Hospital, Insurer Crossover Rising
Ramanathan Raju, M.D., chief executive officer of the Cook County Health and Hospitals System in Chicago, recently announced he would like the organization to get into the insurance business.
Cook County’s move is just one more of an increasing number of large hospital systems that are dipping their toes into the payer sector.
The health system has joined with the state of Illinois to operate a Medicaid program beginning this month for uninsured adults in the county.
Unlike typical Medicaid plans, beneficiaries will be required to receive services from the health system and a small select group of outside providers through a medical home.
And according to a recent report in Crain’s Chicago Business, Raju wants to expand the program. Within five years, he said they would like to offer the resultant insurance products to commercial enrollees through Illinois’s state health insurance exchange, which begins taking enrollees in October and will be fully operational at the start of 2014.
This isn’t the first large health system to move in this direction. Many others outside of the Midwest – like New York City Health & Hospitals Corp. where Raju used to work, Geisinger Health System in Pennsylvania, Kaiser Permanente in California and Group Health Cooperative in Seattle – all have been successful in creating insurance products that bring beneficiaries into their system.
And there have been a variety of attempted or consummated deals in the past couple of years that seems to be accelerating this trend.
The most high-profile of these transactions has been insurer Highmark to purchase the five-hospital West Penn Allegheny Health System in Pennsylvania. However, legal issues and other obstacles has stalled that deal that for more than a year.
The move toward these payer-provider mashup is being driven in part by the Patient Protection and Affordable Care Act. Although the healthcare reform law will put millions of more Americans into Medicaid and commercial health plans in the coming years, providers are also facing more financial penalties for providing subpar care.
As a result, industry observers believe that providers have to be more nimble in terms of healthcare delivery.
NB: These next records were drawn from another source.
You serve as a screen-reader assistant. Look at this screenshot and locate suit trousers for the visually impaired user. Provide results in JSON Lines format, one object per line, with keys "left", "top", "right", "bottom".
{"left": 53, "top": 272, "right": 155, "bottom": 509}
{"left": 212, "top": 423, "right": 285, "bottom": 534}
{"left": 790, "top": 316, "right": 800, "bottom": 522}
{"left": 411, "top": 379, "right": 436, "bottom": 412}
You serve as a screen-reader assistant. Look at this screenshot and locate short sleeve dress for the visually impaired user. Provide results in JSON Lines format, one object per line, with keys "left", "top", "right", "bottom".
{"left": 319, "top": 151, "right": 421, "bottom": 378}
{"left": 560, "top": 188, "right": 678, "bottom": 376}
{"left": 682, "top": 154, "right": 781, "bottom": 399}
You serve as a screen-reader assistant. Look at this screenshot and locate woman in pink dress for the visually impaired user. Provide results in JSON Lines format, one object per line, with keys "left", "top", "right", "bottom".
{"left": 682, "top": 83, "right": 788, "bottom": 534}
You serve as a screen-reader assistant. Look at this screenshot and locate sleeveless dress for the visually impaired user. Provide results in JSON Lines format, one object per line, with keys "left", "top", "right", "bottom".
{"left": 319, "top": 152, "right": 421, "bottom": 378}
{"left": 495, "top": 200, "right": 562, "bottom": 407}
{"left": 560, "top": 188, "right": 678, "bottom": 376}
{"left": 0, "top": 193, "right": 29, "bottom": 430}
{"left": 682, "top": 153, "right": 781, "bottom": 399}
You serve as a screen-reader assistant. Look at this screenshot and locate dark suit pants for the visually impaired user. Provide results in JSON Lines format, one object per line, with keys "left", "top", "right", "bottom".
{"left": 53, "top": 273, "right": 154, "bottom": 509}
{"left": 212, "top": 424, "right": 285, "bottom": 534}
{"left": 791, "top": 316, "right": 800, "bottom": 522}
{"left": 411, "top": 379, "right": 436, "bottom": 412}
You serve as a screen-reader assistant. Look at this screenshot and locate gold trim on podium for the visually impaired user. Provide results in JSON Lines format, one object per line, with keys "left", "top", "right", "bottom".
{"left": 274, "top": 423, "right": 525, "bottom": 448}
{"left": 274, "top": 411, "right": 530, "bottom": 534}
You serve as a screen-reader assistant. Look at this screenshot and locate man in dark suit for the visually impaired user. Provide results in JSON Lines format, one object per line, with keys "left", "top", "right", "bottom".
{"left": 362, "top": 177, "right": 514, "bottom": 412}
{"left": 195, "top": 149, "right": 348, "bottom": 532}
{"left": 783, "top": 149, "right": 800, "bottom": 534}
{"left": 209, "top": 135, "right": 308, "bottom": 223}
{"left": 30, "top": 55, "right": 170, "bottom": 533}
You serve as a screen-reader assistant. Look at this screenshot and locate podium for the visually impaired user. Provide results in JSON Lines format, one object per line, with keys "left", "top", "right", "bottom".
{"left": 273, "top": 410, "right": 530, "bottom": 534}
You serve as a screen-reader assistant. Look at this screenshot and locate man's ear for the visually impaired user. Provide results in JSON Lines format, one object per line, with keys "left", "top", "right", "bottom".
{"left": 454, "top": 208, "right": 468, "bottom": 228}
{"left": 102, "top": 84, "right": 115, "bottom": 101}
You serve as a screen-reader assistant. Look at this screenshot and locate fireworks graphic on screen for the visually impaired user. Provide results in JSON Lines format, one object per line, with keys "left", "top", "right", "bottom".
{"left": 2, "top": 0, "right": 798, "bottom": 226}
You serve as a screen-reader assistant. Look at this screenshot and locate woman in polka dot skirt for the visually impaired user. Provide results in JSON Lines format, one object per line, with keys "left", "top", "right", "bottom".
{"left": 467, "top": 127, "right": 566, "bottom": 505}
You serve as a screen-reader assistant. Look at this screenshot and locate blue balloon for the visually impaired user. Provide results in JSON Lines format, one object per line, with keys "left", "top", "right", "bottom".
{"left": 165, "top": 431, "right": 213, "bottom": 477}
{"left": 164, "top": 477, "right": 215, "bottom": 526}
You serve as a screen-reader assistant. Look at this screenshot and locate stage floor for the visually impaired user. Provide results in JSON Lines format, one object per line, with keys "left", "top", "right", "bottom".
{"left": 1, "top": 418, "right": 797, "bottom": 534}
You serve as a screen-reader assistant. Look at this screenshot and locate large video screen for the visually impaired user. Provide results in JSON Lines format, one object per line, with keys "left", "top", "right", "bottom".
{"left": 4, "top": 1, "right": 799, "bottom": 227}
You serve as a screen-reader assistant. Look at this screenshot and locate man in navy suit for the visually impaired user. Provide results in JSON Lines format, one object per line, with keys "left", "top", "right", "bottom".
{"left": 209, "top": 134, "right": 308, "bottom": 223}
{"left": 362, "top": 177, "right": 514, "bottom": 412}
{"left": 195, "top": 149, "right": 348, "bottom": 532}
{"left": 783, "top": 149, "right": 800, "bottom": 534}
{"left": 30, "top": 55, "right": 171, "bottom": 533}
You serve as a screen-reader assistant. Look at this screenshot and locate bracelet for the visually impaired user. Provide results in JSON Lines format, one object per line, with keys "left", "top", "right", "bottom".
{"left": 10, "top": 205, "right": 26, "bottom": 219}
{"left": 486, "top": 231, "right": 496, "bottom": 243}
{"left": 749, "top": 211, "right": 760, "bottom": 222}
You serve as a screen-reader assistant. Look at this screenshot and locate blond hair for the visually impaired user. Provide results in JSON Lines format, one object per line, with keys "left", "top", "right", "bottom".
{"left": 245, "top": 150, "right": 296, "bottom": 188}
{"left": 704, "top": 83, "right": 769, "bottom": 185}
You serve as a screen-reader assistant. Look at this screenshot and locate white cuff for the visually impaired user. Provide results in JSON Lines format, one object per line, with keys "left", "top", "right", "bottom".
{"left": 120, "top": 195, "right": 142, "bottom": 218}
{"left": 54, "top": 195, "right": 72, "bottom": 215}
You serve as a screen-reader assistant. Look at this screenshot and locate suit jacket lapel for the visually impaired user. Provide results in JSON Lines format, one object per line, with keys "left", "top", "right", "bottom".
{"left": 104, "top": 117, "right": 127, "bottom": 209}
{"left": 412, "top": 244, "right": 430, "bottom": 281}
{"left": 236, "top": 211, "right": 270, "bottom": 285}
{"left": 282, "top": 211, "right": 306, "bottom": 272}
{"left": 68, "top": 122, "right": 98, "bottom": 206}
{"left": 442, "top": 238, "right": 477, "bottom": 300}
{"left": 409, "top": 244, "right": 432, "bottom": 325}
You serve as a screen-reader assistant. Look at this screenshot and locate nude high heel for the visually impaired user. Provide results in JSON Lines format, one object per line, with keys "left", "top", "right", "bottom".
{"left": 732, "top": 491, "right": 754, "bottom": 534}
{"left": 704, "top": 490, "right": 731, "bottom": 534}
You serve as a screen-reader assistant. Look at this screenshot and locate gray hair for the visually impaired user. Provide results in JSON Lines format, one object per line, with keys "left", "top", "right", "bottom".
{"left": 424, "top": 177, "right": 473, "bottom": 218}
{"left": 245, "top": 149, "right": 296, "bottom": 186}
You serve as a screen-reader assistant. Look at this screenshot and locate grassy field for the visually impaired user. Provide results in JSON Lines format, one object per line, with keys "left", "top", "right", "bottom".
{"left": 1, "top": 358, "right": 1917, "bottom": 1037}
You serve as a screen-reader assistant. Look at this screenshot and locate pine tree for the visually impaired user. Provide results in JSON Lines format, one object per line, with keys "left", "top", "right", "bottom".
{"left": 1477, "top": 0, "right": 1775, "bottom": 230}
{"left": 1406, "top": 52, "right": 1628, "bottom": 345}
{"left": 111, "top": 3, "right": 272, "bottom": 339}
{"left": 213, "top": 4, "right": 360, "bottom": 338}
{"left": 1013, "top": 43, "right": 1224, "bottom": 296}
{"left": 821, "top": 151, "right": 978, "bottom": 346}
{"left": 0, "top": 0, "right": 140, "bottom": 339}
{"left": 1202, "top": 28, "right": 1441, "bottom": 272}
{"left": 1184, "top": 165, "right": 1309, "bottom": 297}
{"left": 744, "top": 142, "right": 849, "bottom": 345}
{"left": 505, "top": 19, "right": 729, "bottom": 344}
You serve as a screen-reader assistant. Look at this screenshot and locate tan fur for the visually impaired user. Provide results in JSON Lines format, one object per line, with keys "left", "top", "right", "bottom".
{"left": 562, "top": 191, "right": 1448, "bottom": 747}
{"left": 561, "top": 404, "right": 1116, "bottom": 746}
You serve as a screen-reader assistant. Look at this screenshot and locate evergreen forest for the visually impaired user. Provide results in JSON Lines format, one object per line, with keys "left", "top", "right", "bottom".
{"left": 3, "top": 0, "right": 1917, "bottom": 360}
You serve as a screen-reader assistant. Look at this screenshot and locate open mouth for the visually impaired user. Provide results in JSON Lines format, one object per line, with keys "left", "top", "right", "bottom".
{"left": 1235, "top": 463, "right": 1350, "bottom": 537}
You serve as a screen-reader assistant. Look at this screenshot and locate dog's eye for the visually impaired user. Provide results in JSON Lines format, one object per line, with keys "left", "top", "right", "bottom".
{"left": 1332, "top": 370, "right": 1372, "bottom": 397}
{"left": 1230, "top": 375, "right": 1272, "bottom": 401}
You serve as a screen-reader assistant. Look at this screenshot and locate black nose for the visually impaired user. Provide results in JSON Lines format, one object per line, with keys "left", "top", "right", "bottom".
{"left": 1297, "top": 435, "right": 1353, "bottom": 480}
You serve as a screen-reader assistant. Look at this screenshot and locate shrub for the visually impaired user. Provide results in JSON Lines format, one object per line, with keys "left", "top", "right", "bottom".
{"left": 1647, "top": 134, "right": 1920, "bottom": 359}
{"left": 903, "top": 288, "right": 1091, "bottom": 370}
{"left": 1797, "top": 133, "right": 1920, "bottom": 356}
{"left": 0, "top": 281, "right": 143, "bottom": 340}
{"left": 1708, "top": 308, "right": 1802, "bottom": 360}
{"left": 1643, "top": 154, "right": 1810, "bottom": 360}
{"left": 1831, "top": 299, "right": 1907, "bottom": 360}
Fusing them with payers can help achieve those goals.
“The care needs to be better coordinated, less fragmented, and more efficient,” said Daniel M. Grauman, chief executive officer of DGA Partners in New York.
Frank Williams, chief executive officer of Evolent Health, a management services organization in Arlington, Va., observed that this is a major trend that the CEO of nearly every hospital system is at least considering.
“They are thinking of moving toward population health and launching their own plans … because of the economic pressure on the traditional hospital business,” Williams said.
He said some may look at arrangements such as having an agreement with a payer or starting with their own employees.
Williams added that there are a few specific things that can make it successful: a strong brand, a large physician network and good infrastructure in place that includes electronic medical records.
One motivation for becoming an insurer is to change the way providers care for patients, Williams said.
“Patients with chronic conditions need to be taken care of in a different way than fee-for-service, so this is an opportunity for them to develop programs and focus on readmissions risk and identify ways to identify gaps in care and behavioral change programs,” he said.
By insuring as well as treating patients, the hospitals have a greater say in how providers are paid and have the statistics on their patient population – it will be easier for them to know if patients are getting the care they need or taking medications that are prescribed.
“This way, care management is not done from 30,000 feet,” he said. “If you look at the Geisingers and (Intermountain Health Cares), they are some of the highest rated health plans in the country because … when incentives between the insurer, physician and hospital are more aligned, they provide better care.”
Revenue is another factor.
Williams said it can be risky to start a health plan, but it can also be lucrative if done correctly. The University of Pittsburgh Medical Center has about $10 billion in annual revenue. Of that, about $4 billion of that comes from its health plan, he observed.
Tom Traylor, vice president of federal, state and local programs for Boston Medical Center, said the hospital’s insurance plan has been profitable and has helped support the system.
The BMC plan began as a local program in 1997 and moved statewide; it currently has 260,000 enrollees.
Traylor noted that it has been helpful in providing data to the organization, bringing in revenue and negotiating “preferred rates” for their physicians. But the purpose of the plan now is to help them move forward in the changing health climate.
“For us, we are looking for the ACO opportunity and believe having a health plan is a big asset to move our delivery system along that way.”